La pequeña regresa. Quiere trabajar conmigo. Canta: “Este saludo va a comenzar”, seguro algo que aprendió en el jardín al que alcanzó a ir cuatro días, o cinco. El jardín infantil ya no está, el jardín soy yo. Tengo sed. Le digo que le pida agua al papá, que no puedo perder el hilo. Y en realidad lo que no quiero perder es el momento. La lectura en el metro que ya no tengo, la escritura mental mientras camino hacia el trabajo, la buena frase anotada en la servilleta en el almuerzo. Las comidas y los vinos con los amigos, la sensación de juventud después de una fiesta larga, la copa conversada con el hombre con quien espero sobrellevar esta cuarentena y la vida, los abrazos que todavía puedo dar.

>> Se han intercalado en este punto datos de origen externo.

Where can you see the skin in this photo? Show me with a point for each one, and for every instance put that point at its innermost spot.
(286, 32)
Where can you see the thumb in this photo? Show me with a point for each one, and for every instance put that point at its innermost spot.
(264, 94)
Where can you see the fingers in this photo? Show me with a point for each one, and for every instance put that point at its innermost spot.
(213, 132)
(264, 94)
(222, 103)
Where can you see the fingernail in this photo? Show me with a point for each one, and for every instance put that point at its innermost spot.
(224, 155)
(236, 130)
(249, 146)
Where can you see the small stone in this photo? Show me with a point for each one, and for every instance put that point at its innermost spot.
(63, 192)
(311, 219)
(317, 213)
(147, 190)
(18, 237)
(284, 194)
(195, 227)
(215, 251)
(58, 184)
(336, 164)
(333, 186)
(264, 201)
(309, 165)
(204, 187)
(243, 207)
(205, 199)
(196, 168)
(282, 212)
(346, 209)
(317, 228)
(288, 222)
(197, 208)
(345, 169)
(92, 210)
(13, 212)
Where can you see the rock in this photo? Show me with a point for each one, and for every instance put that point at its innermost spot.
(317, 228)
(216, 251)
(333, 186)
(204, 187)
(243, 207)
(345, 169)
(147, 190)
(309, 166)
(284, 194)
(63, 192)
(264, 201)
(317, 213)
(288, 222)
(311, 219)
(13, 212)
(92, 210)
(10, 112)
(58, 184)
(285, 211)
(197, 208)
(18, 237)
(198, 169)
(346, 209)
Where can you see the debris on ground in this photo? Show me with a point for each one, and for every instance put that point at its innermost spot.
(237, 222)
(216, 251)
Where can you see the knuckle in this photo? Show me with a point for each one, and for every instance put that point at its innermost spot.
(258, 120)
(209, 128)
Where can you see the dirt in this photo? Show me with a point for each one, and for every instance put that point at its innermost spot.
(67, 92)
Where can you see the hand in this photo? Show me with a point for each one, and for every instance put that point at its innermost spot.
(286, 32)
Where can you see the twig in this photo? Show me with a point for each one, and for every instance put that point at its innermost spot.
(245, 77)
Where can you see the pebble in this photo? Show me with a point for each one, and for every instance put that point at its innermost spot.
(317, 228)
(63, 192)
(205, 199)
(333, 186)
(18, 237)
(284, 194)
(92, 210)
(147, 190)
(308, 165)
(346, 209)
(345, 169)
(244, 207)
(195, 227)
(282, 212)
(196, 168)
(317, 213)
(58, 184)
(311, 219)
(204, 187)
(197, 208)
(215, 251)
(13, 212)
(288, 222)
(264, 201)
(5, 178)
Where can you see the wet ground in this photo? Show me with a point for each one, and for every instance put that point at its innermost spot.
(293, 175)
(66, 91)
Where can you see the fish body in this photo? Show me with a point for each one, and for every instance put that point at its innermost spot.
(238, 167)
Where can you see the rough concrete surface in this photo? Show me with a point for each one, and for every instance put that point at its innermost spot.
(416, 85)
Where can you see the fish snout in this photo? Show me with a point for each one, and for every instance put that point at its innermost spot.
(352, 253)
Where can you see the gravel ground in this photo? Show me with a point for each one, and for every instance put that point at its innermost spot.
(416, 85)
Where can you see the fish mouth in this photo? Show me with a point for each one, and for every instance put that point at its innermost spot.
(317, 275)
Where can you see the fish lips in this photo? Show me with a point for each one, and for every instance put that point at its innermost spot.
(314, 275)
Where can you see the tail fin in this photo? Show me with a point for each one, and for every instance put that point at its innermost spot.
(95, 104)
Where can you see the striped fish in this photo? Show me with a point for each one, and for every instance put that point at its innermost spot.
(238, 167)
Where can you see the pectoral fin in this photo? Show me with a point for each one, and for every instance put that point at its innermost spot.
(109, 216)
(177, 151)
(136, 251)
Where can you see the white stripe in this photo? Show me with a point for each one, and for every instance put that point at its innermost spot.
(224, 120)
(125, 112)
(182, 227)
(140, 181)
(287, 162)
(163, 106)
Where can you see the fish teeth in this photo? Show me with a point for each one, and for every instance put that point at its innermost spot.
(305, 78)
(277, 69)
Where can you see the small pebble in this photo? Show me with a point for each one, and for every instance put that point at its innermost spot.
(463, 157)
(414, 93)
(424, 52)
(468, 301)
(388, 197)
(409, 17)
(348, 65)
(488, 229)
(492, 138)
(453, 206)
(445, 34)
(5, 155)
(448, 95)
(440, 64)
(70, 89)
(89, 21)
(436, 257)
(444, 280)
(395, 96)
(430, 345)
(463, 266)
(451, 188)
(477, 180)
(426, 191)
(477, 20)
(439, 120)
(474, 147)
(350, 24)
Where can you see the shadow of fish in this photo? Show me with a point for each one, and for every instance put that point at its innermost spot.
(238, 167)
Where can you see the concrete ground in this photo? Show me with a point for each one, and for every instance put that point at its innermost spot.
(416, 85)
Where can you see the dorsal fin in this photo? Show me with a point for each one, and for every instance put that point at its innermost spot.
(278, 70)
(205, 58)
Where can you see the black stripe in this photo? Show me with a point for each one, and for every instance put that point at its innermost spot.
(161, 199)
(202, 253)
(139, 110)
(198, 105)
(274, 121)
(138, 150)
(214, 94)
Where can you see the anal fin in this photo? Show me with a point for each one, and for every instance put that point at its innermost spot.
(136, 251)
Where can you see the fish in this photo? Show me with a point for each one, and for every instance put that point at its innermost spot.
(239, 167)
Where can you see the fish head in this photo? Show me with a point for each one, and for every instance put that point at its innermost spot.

También pienso, con la cabeza revuelta y confusa, dividida y en lenta recuperación neuronal después de dos partos, que los únicos abrazos están aquí, en mi casa, y si no puedo darlos, si no puedo besuquear y apretujar a los míos, moriré. Moriré de verdad. Porque en esos abrazos está la vida hoy. Los deberes, el aseo, el orden de la casa, las exigencias son parte del hacer, y ahora hay que estar. Estos abrazos tienen sentido, escribir tiene sentido, mi hija entrando a interrumpirme es parte de esta vida y quiero que lo sea para siempre. Y cuando esta avalancha pase y podamos reunirnos de nuevo, y mis hijos crezcan y hablemos de la locura del 2020, seguramente yo les mostraré lo que escribo ahora, en esta noche de abril y luna llena, y les diga: esto es lo que podía hacer entonces. Con ustedes y conmigo, con ese pedazo de mí que son ustedes y esa tripa de escritora que nunca me deja. Que así se vivía en ese año extraño. Y quién sabe, quizás así es la vida siempre, solo que no había tenido tiempo de darme cuenta.